原核細胞と真核細胞は、構造や細胞小器官の有無に違いはあるが、基本的な生命活動(代謝・遺伝情報の利用など)は共通しています。

選択肢1. 核酸は、原核細胞にも真核細胞にも存在するが、核酸を構成する塩基の種類は両者で異なる。

核酸(DNA・RNA)は、原核細胞にも真核細胞にも存在し、構成塩基も共通(A・T・G・C、RNAではU)です。

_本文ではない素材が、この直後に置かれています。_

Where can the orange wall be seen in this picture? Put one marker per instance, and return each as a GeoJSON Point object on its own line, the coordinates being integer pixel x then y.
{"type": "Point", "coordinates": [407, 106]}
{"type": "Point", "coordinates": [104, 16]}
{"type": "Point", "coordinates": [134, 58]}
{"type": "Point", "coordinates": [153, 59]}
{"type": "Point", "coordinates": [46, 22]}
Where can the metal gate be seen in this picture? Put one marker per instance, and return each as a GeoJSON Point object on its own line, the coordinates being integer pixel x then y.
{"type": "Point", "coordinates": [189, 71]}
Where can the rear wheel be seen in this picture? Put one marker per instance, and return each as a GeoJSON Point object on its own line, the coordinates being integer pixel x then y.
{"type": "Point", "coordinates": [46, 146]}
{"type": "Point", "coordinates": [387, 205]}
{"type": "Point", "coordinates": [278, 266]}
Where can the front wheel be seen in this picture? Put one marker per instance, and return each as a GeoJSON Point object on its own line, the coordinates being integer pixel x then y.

よって、「構成する塩基の種類が異なる」という点が誤りとなります。

選択肢2. 酵素は、原核細胞には存在しないが、真核細胞には存在するので、真核細胞では原核細胞よりも代謝が速く進む。

酵素は原核細胞にも真核細胞にも存在します。

よって、この選択肢は誤りとなります。

選択肢3. ATPは、原核細胞でも真核細胞でも合成されるが、原核細胞にはATP合成の場であるミトコンドリアは存在しない。

ATPは、原作細胞でも真核細胞でも合成されます。真核細胞では主にミトコンドリアでATPが合成されるが、原核細胞にはミトコンドリアは存在せず、細胞膜などでATP合成が行われます。

よって、この選択肢は正しいと言えます。

選択肢4. 細胞の大きさは、原核細胞よりも真核細胞のほうが大きいことが多いが、原核細胞と真核細胞のどちらにも1個の細胞を肉眼で観察できるものはない。

一般的に、真核細胞の方が原核細胞より大きいです。

しかし、一部の大型藻類など、肉眼で見える単細胞生物も存在します。

よって、「原核細胞と真核細胞のどちらにも1個の細胞を肉眼で観察できるものはない」という点が誤りとなります。

選択肢5. 呼吸は、真核細胞の多くが行うが、原核細胞は行わない。

原核細胞も呼吸(解糖系や電子伝達系など)を行うので、この選択肢は誤りとなります。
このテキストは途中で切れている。